Friday, July 07, 2006

Mural

  • Walking down Rehov Yafo from Shouk Mahaneh Yehudah (http://jerusalemblog.blogspot.com/2006/02/unexpected-february-entertainment.html and http://jerusalemblog.blogspot.com/2006/06/shesek.html and http://jerusalemblog.blogspot.com/2006/06/abundance.html ), past the bus stop and before Davidka Square, ahead of you to your right, you will see a five-story high mural, drawn to look like photographs on a bulletin board.
  • On the left, are girls and women from the Alliance Israelite Universelle school, founded toward the end the nineteenth century to provide an education that combined Torah study with vocational training. For the girls, work with textiles was important to the curriculum. The school promised they would produce cloth as good as that from Damascus.
  • On the right are the men and boys, who learned metalworking and other trades. One picture shows a workshop for painting and sculpture, but I have not yet discovered anything about those classes.
  • French was the language of instruction.
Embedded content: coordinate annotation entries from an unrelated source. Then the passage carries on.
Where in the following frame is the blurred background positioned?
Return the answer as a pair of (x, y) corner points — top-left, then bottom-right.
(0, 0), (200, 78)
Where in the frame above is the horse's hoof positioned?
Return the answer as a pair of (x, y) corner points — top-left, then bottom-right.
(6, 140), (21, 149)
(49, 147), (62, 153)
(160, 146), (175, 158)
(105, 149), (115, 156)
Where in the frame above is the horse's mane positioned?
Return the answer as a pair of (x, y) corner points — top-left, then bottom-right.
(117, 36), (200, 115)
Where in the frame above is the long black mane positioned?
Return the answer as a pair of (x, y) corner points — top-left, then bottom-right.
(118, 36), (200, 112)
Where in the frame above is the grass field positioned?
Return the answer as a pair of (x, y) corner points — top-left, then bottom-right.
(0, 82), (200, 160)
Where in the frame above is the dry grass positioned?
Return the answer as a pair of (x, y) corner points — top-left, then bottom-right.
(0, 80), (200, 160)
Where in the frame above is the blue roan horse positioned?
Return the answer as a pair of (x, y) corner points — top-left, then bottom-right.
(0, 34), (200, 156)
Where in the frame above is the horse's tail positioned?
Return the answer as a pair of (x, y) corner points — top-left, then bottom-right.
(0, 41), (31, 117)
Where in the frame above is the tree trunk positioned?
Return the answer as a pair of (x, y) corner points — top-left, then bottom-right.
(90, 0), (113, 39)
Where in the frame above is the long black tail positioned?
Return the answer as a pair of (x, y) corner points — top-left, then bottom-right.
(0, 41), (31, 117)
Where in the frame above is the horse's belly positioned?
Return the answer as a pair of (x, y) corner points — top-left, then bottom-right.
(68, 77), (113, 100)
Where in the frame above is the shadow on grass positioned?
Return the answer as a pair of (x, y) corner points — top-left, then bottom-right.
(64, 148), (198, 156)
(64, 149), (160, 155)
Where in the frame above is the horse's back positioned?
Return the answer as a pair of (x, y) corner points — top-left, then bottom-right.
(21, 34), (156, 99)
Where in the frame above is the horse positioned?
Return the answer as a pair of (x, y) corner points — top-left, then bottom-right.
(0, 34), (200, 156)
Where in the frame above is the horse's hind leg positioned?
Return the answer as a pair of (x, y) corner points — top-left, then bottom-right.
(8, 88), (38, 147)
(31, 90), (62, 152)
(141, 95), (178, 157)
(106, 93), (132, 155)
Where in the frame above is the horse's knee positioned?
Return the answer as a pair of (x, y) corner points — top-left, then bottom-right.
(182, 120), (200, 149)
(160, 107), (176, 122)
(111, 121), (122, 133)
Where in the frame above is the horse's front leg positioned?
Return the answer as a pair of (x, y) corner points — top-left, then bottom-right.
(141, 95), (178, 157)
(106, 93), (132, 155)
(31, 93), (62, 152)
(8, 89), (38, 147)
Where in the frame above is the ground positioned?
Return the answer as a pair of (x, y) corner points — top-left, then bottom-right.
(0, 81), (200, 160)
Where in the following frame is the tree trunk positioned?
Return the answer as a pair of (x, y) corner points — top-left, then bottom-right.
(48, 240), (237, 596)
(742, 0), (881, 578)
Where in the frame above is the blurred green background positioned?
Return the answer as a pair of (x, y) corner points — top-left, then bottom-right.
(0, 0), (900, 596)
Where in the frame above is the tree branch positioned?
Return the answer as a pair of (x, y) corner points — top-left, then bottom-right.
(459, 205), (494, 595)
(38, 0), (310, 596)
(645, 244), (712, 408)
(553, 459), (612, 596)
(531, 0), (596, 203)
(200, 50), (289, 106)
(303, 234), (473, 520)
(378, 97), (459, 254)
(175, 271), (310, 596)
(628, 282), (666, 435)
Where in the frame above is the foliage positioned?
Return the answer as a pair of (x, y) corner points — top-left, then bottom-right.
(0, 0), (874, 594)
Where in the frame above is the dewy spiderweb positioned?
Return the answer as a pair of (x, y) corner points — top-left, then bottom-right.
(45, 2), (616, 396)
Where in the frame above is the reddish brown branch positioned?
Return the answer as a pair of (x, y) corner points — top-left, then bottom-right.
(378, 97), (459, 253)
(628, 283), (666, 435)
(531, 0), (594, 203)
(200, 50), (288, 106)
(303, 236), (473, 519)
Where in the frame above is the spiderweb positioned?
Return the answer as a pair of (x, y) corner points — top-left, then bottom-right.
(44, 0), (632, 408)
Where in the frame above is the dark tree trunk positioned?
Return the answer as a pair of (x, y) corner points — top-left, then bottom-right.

  • The same organization (Kol Yisrael Hkhaverim or Kiahkh) opened schools elsewhere in the Ottoman Empire and in Morocco.
  • At the time, Jewish religious leaders warned that a secular education would draw children away from religion. Parents liked the school, it had an excellent principal, and its students learned well, so it succeeded. In one picture the girls, smiling for a class photograph, are bare-kneed in what look like 1940s school uniforms.
  • One of the school’s two buildings was torn down. Its gate sits in the middle of a wide part of the sidewalk, about a half a block farther down Yafo, across Kiahkh Street. Set Paralell to Yafo, the gate is easy to miss. The other building is now a vocational school for haredi men.